It’s a cold January morning, the temperature a single digit when I board the metro train for Connaught place in central Delhi. A literary magazine has just rejected one of my stories and to gather my thoughts and reflect on the arguments I’d made about life in the story, I am on one of my freefalling trips in which I will do nothing but observe people. A woman is seated close to where I stand in the train. She must be about forty and her saree is torn in places. For the ten minutes I stand next to her, she keeps staring at an imaginary point on my shirt. Her eyes are distant; as if a dream has died in them not too long ago. She is frail and the old sweater that she wears over her saree surely belongs to a man. On both her sides are young executives who appear to be going to their offices, gel in their hair, scratching their goatees as they scan their smart phones.
An old man boards the coach at a stop. He is upper middle class without a doubt: a three piece suit, gold rimmed spectacles and designer watch. As the train starts to move again, the woman gets up and offers her seat to the old man. He slides into it, without thanking, and takes out his phone, all in one fluid action, and begins to speak. He is old all right, but he is fitter and happier than this woman.
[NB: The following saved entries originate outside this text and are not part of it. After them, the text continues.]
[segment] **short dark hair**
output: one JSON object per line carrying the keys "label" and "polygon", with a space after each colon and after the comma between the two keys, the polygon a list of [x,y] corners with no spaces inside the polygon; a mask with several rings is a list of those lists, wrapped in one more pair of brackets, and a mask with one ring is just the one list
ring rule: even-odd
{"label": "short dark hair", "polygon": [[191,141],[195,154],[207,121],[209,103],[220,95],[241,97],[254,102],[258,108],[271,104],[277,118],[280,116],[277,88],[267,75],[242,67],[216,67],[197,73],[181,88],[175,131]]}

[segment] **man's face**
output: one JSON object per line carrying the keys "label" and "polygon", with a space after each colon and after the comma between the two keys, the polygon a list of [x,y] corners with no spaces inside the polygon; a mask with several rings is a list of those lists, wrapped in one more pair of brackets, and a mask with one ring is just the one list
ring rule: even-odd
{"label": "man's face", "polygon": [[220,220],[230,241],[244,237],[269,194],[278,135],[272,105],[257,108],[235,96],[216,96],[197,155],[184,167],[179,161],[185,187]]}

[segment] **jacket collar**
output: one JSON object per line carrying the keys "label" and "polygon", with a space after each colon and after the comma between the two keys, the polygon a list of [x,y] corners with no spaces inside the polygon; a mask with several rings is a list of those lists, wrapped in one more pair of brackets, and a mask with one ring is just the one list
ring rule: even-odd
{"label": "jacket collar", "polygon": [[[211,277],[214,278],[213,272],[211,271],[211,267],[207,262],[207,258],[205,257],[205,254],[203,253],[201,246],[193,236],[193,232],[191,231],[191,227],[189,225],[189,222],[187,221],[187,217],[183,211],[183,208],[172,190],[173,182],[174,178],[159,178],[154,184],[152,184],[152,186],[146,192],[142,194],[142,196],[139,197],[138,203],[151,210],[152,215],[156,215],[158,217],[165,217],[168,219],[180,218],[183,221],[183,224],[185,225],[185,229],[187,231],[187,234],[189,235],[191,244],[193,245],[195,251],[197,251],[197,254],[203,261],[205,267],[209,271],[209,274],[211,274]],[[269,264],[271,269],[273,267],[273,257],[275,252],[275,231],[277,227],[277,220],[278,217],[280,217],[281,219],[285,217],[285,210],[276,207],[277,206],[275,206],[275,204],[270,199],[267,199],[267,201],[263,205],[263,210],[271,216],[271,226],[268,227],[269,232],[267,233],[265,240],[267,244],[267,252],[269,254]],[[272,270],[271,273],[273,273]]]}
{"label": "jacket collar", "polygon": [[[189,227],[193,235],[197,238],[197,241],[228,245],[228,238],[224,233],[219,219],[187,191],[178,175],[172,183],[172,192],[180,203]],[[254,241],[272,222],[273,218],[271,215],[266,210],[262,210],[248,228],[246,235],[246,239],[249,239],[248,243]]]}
I look at her, but she is looking elsewhere.
At Connaught place when I get down I find myself a bar, drink a beer and take the metro back home.
Everything—and everyone—that’s good can’t be appreciated, and it’s all right to live with rejections. That poor, unknown woman, with a large heart, she taught me this simple lesson. The day has been more than fulfilling.
In Delhi—as also in Mumbai, Goa, Chennai, cities where I have lived at different times—if I have to gift something to someone I adore, I will gift the person an ordinary life. Ordinariness is completeness. Ordinariness doesn’t propel you towards success in a hurry, it helps you to calibrate your thoughts, accept rejections, urging you to try harder, to invent more.